Reading
Read the following chapters from The Pragmatic Programmer, anniversary edition (in our library):
- Chapter 1, Topic 3: Software Entropy
- Chapter 2, Topic 9: The Evils of Duplication
- Chapter 2, Topic 10: Orthogonality
- Chapter 5, Topic 28: Decoupling (and the Law of Demeter)
Read the following chapters from Clean Code (in our library):
- Chapter 1: Clean Code
- Chapter 2: Meaningful Names
- Chapter 3: Functions
- Chapter 4: Comments
- Chapter 5: Formatting
- Chapter 8: Boundaries
- Chapter 10: Classes
- Chapter 12: Emergence
- Chapter 17: Smells and Heuristics
Also read:
- How to write modular code
- Keep It DRY, Shy, and Tell the Other Guy Show archive.org snapshot
- GRASP (object-oriented design) Show archive.org snapshot
- Single Responsibility Principle Show archive.org snapshot
- Tell, Don't Ask Show archive.org snapshot
- Best practices for writing code comments Show archive.org snapshot
Read the following chapters from our book Growing Rails Application in Practice:
-
- Dealing with fat models
-
- Extracting service objects
Discuss with your mentor what you took away from each topic.
Rules of thumb
Apart from the concepts mentioned above, there are a many more rules that are good to follow most of the time. For example:
- Embrace Locality: Avoid cluttering one concept across the entire code base. It should be encapsulated in single files or folders.
-
Be easy to call: A service should always try to have a simple public interface, even if that causes additional complexity within the class. For example:
- Interacting with the model should be easy for controllers and views
- Interacting with helpers and routes should be easy for views
- Avoid long instruction manuals: If you need to write down an A4-letter for your colleagues on how to use your service, there might be a way to refactor it to a simpler public interface. A post-it sized note should be enough, if anything!
Exercise
We're building an e-commerce app where users can create and view invoices.
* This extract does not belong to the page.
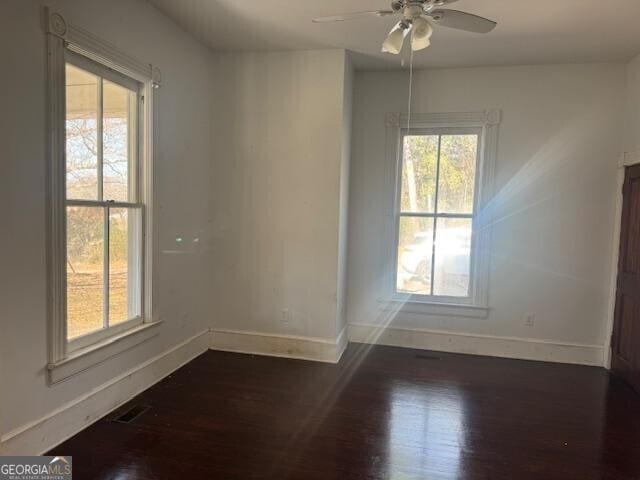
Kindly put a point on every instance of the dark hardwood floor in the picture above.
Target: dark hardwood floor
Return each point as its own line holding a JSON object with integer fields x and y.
{"x": 382, "y": 413}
This is our current model:
class Invoice < ApplicationRecord
has_many :items
validates_presence_of :recipient_address, :number
end
class Invoice::Item < ApplicationRecord
belongs_to :invoice
belongs_to :product
validates_numericality_of :units
end
class Product < ApplicationRecord
validates_presence_of :description
validates_numericality_of :unit_price
end
This is a view that shows an invoice:
%h1
Invoice
= @invoice.number
%h2 Recipient
= @invoice.recipient_address
%h2 Items
%table
%tr
%th Description
%th Quantity
%th Item total
- @invoice.items.each do |item|
%td= item.product.description
%td= item.units
%td= item.units * item.product.unit_price
%tr
%th
Invoice total
%td(colspan=3)
= @invoice.items.sum { |item| item.units * item.product.unit_price } * 1.19
How would you judge the quality of this code?
Try to apply what you learned with a refactoring of the model and the view. What are the advantages of your solution?
Exercise: MovieSearch vs. Authorization
Let's say there is the a MovieSearch
class in your project with the following public API:
class MovieSearch
def initialize(query)
@query = query
end
def results
Movie.where('title LIKE ?', @query)
end
end
search = MovieSearch.new('Interstellar')
search.results.each do |movie|
puts movie.title
end
Now the current user should not be allowed to search all movies, but only a subset based on their role and the movie's state. A naive inline authorization could look like this:
class MovieSearch
def initialize(query, current_user)
@query = query
@current_user = current_user
end
def results
scope = Movie.where('title LIKE ?', @query)
unless current_user.moderator?
scope = scope.where('state = "approved" OR user_id = ?', @current_user.id)
end
scope
end
end
Try to come up with an alternative implementation where the two concepts (movie search and authorization) are less coupled.